To help relieve pain, a person can try the following:

  • Place ice packs on the perineum.
  • Talk with a pharmacist about which over-the-counter pain medications, such as acetaminophen or ibuprofen, are safe for them to take during breastfeeding.
  • Allow the wound to get fresh air.
  • Pour water over the wound while urinating to help prevent stinging.
  • Eat a fiber-rich diet, drink lots of water, and take stool softeners to help prevent constipation. A person can talk with a healthcare professional about stool softeners that are appropriate for them.
  • Avoid penetrative sex until the pain is gone.

To reduce the risk of infection, it is important to clean the genitals from front to back. To bathe, a person may wish to try sitting in warm, shallow baths rather than hot ones.
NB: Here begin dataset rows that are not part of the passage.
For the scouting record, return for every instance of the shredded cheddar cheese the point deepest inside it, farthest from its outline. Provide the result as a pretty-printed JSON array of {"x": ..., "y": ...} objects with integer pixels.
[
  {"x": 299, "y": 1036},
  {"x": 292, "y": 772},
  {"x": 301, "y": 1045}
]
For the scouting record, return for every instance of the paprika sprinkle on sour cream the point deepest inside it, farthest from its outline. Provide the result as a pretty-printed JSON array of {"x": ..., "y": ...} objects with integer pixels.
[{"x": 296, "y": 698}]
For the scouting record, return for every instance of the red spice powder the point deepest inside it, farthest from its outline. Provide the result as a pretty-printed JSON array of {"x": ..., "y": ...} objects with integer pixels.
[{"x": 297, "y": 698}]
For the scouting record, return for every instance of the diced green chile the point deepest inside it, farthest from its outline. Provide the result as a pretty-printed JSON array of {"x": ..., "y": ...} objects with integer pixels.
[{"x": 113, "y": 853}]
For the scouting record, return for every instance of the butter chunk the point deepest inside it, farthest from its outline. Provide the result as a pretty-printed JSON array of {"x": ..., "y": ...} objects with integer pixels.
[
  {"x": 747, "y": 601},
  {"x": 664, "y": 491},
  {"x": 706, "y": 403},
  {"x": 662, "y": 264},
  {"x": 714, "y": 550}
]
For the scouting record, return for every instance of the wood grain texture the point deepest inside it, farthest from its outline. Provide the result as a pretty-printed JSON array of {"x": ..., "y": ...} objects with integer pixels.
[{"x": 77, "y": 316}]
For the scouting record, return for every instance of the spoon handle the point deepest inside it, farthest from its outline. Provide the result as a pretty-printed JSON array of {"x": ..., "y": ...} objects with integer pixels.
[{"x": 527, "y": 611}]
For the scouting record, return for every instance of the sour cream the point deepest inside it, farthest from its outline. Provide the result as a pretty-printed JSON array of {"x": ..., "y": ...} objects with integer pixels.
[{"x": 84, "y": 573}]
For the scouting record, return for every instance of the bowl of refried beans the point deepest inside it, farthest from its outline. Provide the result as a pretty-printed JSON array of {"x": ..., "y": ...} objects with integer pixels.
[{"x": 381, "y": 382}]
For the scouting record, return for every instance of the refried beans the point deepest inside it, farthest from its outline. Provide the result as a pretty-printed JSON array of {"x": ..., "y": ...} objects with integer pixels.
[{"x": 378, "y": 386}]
A person must follow postoperative care instructions carefully. If any signs of infection develop, such as swelling, pus, or an unusual odor, they must seek medical care as soon as possible.

As with every surgery, an episiotomy has risks and complications. These include:

If pain or any other symptoms continue for longer than 3 weeks after an episiotomy, a person should speak with a doctor. The doctor will evaluate the person and create a treatment plan.

An episiotomy is a surgical procedure that involves cutting the perineum. It was common practice in childbirth in the past, until researchers found that routine episiotomies have no benefits compared with natural tearing. However, doctors and midwives may still perform the procedure in line with regulated guidelines when necessary.

If a person does not want an episiotomy during childbirth, they do not have to have one. They can speak with their obstetrician or midwife. However, in certain situations, an episiotomy may speed up delivery and help medical professionals respond to complications during labor, such as a breech birth.